RIYADH: The Saudi Ministry of Finance on Tuesday welcomed a statement issued by the executive board of the International Monetary Fund in which it commended the progress made by the Kingdom in the implementation of financial, economic and social reforms.

It followed the IMF’s latest Article IV consultations with Saudi Arabia, which concluded on July 10. These regular, usually annual, consultations are carried out to assess a nation’s economic health and development, and identify any potential problems that could cause instability.

The IMF said it expects non-oil real growth in Saudi Arabia to rise to 2.9 percent in 2019 thanks to increased government spending and growing confidence in the economy. The organization said the government’s continued commitment to prudent economic policies and structural reforms will be key factors in promoting non-oil growth, job creation and achieving the goals set out in Vision 2030.

The board in particular welcomed reforms aimed at improving the management of public finances, including a new government procurement system that will help to make government spending more efficient and reduce the risk of corruption.
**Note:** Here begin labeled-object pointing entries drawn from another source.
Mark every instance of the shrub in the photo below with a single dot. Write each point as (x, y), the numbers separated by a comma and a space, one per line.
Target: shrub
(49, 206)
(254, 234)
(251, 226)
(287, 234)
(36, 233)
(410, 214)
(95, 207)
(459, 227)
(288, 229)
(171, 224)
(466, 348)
It also praised the efforts being made to enhance the transparency of public finances, and the reforms adopted by the government to develop the non-oil economy. It stressed the need to rebuild fiscal surpluses and reduce the risks to public finances in the medium term, and emphasized that containment of the government wage bill and an increase in capital expenditure in a systematic manner could help to generate financial savings for this year.

The board also highlighted the Kingdom’s strong financial sector and ongoing reforms in the Saudi financial markets. It praised the ongoing efforts to strengthen the Anti-Money Laundering and Combating Financing of Terrorism (AML/CFT) framework, and its recent accession to full membership of the anti-money laundering watchdog the Financial Action Task Force. The Saudi Government’s commitment to joining the IMF Standards for Data Dissemination by the end of this year was also commended.
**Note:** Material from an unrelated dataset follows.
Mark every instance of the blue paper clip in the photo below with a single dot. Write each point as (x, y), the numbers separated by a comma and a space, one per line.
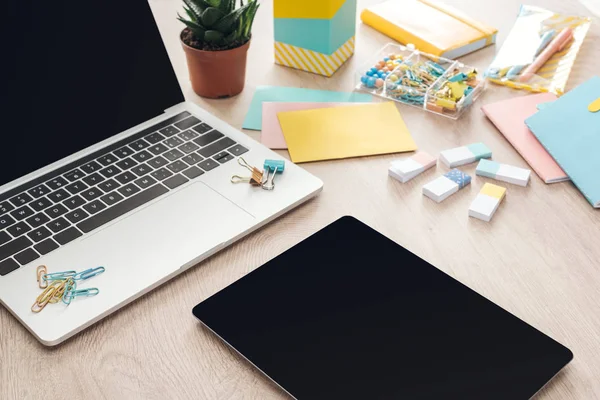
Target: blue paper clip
(88, 273)
(58, 276)
(274, 165)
“The statement affirms that Saudi Arabia has made good progress in implementing economic and structural reforms and that these reforms are bearing fruit and are reflected in economic performance,” said Minister of Finance Mohammed Al-Jadaan. “The Board sees that the outlook for the Saudi economy is positive.”

He added that the IMF board’s assessment reflects the ambitious reform efforts being made by the Kingdom at all levels, and stressed that the government is working to achieve financial and economic targets in accordance with the aims of Vision 2030 to maintain financial stability, achieve high economic-growth rates and support economic diversification through special initiatives, programs and projects that contribute to these objectives.

Al-Jadaan also welcomed the board’s endorsement of the government’s reforms, including measures to support financial sustainability, the financial markets, the expansion of financial services and the implementation of AML/CFT legislation and procedures at all levels in institutions.

He added that the new competition and procurement system will help to improve transparency, regulation and governance of procedures related to government procurement, in accordance with the best global practices.